Class IterativeSimilarityAggregation


  • public final class IterativeSimilarityAggregation
    extends java.lang.Object
    Iterative similarity aggregation for named entity recognition and set expansion based on the paper "SEISA: Set Expansion by Iterative Similarity Aggregation". Those who wonder what the package name "ner" stands for, it is "named entity recognition".
    Author:
    thomas.jungblut
    • Constructor Summary

      Constructors 
      Constructor Description
      IterativeSimilarityAggregation​(java.lang.String[] seedTokens, de.jungblut.math.tuple.Tuple<java.lang.String[],​de.jungblut.math.DoubleMatrix> bipartiteGraph)
      Constructs the similarity aggregation by seed tokens to expand and a given bipartite graph.
      IterativeSimilarityAggregation​(java.lang.String[] seedTokens, de.jungblut.math.tuple.Tuple<java.lang.String[],​de.jungblut.math.DoubleMatrix> bipartiteGraph, double alpha, DistanceMeasurer distance)
      Constructs the similarity aggregation by seed tokens to expand and a given bipartite graph.
    • Method Summary

      All Methods Instance Methods Concrete Methods 
      Modifier and Type Method Description
      java.lang.String[] startStaticThresholding​(double similarityThreshold, int maxIterations, boolean verbose)
      Starts the static thresholding algorithm and returns the expandedset of newly found related tokens.
      • Methods inherited from class java.lang.Object

        clone, equals, finalize, getClass, hashCode, notify, notifyAll, toString, wait, wait, wait
    • Constructor Detail

      • IterativeSimilarityAggregation

        public IterativeSimilarityAggregation​(java.lang.String[] seedTokens,
                                              de.jungblut.math.tuple.Tuple<java.lang.String[],​de.jungblut.math.DoubleMatrix> bipartiteGraph)
        Constructs the similarity aggregation by seed tokens to expand and a given bipartite graph.
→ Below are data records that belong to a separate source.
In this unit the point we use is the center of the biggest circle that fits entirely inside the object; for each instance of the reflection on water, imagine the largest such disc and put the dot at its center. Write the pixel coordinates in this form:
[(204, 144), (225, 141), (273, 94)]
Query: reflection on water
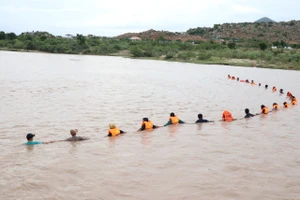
[(46, 94)]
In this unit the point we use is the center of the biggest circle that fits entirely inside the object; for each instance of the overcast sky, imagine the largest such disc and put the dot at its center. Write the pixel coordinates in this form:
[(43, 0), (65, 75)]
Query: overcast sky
[(115, 17)]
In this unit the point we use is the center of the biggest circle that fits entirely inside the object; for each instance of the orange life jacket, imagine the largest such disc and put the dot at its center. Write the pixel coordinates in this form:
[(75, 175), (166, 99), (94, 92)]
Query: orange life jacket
[(265, 110), (148, 124), (294, 101), (287, 105), (174, 120), (114, 131), (227, 116), (276, 107)]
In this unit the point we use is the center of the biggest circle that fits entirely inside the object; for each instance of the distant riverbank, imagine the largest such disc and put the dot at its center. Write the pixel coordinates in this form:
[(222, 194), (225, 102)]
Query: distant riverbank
[(250, 53), (213, 60)]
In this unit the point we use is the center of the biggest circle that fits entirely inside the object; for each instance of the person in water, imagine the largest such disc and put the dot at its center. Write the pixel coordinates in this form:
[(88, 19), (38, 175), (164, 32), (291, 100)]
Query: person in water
[(294, 100), (174, 120), (264, 109), (226, 116), (286, 105), (73, 133), (201, 120), (248, 114), (275, 106), (147, 124), (114, 131), (281, 91), (30, 141)]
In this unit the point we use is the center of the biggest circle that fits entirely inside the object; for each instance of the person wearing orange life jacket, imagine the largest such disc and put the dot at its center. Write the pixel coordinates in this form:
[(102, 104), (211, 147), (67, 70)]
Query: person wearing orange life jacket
[(264, 109), (226, 116), (294, 100), (286, 105), (147, 124), (174, 120), (114, 131), (281, 91), (275, 106)]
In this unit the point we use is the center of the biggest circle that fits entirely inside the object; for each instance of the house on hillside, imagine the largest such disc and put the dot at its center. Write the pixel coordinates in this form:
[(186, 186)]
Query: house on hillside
[(135, 38)]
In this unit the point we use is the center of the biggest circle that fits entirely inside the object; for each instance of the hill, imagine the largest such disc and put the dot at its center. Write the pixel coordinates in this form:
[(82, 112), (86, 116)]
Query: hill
[(270, 31), (264, 20), (154, 35)]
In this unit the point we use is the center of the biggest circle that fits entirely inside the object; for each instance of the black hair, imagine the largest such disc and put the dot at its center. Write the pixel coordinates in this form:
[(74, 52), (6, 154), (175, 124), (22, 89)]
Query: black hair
[(145, 119)]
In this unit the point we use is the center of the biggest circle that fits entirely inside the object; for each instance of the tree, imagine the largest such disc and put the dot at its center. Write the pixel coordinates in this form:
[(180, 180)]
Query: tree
[(80, 39), (231, 45), (263, 46)]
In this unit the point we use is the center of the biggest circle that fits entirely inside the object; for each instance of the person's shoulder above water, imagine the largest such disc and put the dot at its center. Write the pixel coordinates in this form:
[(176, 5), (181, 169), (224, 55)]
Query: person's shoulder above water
[(202, 121), (248, 115)]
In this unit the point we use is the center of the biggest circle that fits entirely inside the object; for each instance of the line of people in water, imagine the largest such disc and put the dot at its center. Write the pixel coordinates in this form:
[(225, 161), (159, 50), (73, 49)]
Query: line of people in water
[(289, 95), (174, 119)]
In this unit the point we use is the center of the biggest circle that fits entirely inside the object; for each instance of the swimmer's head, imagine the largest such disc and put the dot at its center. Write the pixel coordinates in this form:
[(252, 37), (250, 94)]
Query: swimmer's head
[(73, 132), (29, 136), (247, 110), (112, 126), (145, 119)]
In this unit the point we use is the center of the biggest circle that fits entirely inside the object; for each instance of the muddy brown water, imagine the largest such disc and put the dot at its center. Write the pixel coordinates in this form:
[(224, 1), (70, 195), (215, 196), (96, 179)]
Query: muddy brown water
[(49, 94)]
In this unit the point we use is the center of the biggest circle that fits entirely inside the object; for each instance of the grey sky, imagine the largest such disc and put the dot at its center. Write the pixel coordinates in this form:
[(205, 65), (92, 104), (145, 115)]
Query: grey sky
[(115, 17)]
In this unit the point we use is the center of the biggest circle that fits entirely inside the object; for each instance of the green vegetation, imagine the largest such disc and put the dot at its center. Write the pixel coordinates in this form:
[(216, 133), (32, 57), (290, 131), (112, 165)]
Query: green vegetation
[(240, 52)]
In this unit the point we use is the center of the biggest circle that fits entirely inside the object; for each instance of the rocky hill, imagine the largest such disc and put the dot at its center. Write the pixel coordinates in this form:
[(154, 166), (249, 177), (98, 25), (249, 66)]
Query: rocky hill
[(264, 19), (270, 31), (154, 35)]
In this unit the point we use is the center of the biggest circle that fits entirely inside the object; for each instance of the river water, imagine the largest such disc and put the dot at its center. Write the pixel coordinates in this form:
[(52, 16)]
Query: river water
[(49, 94)]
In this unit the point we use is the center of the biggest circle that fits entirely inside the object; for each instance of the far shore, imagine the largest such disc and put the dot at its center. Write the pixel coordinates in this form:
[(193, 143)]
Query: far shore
[(211, 61)]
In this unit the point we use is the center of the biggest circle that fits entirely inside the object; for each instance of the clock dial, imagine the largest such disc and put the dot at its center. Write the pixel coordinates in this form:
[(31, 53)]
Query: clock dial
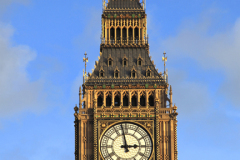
[(126, 141)]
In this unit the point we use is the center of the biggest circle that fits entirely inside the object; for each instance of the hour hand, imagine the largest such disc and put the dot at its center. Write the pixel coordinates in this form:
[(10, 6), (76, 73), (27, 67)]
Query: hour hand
[(130, 146)]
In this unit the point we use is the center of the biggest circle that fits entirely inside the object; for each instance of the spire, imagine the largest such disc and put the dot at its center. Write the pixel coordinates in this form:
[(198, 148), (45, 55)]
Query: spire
[(85, 72), (170, 93), (164, 58)]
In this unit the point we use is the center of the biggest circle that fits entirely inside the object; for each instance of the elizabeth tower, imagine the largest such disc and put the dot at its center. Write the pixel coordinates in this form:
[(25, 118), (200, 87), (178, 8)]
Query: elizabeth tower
[(125, 109)]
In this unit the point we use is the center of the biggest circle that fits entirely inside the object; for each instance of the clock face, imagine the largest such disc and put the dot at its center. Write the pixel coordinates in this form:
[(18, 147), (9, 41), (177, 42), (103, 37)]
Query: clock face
[(126, 141)]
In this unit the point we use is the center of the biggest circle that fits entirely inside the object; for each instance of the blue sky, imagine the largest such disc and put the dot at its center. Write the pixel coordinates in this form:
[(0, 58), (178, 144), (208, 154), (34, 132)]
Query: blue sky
[(41, 48)]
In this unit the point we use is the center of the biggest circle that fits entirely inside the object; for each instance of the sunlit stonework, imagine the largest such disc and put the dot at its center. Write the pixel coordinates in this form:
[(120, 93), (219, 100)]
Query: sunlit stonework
[(125, 109)]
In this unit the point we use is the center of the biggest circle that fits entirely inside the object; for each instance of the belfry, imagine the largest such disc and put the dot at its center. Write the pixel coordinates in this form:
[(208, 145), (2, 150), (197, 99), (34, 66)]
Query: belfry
[(125, 107)]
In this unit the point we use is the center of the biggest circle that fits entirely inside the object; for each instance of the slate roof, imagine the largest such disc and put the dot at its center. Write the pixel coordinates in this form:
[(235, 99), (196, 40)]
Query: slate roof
[(122, 4), (117, 54)]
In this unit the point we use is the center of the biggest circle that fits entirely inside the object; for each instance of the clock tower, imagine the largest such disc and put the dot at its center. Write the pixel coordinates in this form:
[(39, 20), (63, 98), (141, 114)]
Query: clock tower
[(125, 107)]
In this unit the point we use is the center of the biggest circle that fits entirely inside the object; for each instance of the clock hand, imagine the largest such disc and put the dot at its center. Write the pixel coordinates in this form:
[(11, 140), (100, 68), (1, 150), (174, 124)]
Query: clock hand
[(129, 146), (125, 142)]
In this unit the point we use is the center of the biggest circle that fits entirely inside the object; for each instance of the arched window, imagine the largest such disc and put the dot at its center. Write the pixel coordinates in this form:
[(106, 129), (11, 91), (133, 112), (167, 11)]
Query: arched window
[(117, 100), (125, 61), (100, 101), (101, 72), (134, 100), (133, 73), (108, 101), (116, 73), (125, 100), (142, 101), (118, 35), (130, 34), (112, 35), (110, 61), (151, 100), (124, 34), (148, 72), (136, 34)]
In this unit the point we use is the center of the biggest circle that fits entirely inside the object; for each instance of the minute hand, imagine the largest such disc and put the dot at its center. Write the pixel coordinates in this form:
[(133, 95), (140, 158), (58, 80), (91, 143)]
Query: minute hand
[(125, 142)]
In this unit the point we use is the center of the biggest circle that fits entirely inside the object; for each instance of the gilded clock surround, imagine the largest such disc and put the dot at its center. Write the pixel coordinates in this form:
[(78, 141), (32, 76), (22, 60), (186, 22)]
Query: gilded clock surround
[(148, 125), (138, 93)]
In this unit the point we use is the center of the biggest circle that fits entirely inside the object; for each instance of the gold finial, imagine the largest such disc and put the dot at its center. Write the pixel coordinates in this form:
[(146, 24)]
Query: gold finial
[(85, 72), (164, 59)]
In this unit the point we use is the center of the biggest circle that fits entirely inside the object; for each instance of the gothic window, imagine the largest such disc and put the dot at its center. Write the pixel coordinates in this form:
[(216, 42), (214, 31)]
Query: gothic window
[(118, 35), (151, 100), (148, 73), (124, 34), (101, 72), (124, 61), (108, 101), (133, 73), (100, 99), (139, 61), (136, 31), (110, 61), (134, 99), (117, 100), (130, 34), (142, 100), (112, 35), (116, 73)]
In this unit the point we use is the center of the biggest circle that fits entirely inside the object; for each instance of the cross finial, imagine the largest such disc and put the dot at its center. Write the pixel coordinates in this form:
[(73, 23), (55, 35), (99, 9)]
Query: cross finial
[(164, 59), (85, 60)]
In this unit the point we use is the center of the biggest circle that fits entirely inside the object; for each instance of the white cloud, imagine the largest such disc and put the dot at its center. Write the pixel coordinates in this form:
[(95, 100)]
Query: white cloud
[(213, 51), (5, 3), (17, 94)]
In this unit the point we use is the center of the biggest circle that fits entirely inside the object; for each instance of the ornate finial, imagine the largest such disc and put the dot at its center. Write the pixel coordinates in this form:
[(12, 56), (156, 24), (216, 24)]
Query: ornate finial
[(164, 59), (85, 72), (75, 108), (104, 4), (170, 90)]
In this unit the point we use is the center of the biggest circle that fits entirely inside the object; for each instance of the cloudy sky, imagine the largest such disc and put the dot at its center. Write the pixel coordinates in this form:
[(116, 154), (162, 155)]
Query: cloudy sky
[(41, 48)]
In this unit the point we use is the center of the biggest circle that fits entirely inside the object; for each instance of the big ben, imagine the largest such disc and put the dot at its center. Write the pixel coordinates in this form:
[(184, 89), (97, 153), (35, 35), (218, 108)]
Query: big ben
[(125, 107)]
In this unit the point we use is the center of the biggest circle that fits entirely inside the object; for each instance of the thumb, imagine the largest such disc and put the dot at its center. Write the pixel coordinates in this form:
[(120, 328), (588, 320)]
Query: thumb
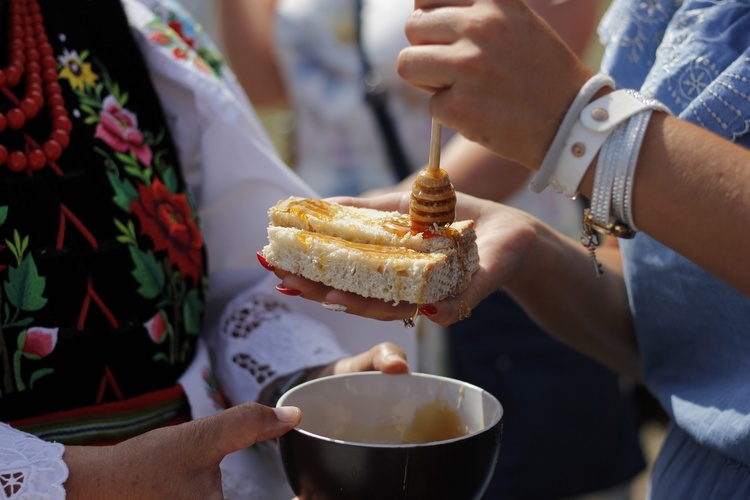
[(244, 425)]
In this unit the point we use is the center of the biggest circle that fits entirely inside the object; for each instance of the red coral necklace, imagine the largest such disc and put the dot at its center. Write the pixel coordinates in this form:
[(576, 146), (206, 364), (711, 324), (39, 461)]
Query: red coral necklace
[(30, 57)]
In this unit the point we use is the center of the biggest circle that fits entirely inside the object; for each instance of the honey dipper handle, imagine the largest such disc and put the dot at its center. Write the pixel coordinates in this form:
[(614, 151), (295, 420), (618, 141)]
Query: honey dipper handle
[(434, 160)]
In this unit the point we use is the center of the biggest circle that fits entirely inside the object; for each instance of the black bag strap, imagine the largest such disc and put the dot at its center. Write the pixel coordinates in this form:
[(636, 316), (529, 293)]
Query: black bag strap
[(377, 98)]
The bipartite graph is represented as a two tuple, which consists of the vertices (called (candidate-) terms or entities) on the first item and the edges between those is a NxM matrix, where n is the entity tokens count and m is the number of the context vertices. Alpha is set to 0.5 and the cosine distance is used.
      • IterativeSimilarityAggregation

        public IterativeSimilarityAggregation​(java.lang.String[] seedTokens,
                                              de.jungblut.math.tuple.Tuple<java.lang.String[],​de.jungblut.math.DoubleMatrix> bipartiteGraph,
                                              double alpha,
                                              DistanceMeasurer distance)
        Constructs the similarity aggregation by seed tokens to expand and a given bipartite graph. The bipartite graph is represented as a three tuple, which consists of the vertices (called (candidate-) terms or entities) on the first item, the context vertices on the second item and the edges between those is a NxM matrix, where n is the entity tokens count and m is the number of the context vertices. Alpha is the constant weighting factor used throughout the paper (usually 0.5). The distance measurer to be used must be also defined.
    • Method Detail

      • startStaticThresholding

        public java.lang.String[] startStaticThresholding​(double similarityThreshold,
                                                          int maxIterations,
                                                          boolean verbose)
        Starts the static thresholding algorithm and returns the expandedset of newly found related tokens.
        Parameters:
        maxIterations - if > 0 the algorithm will stop after reached maxIterations.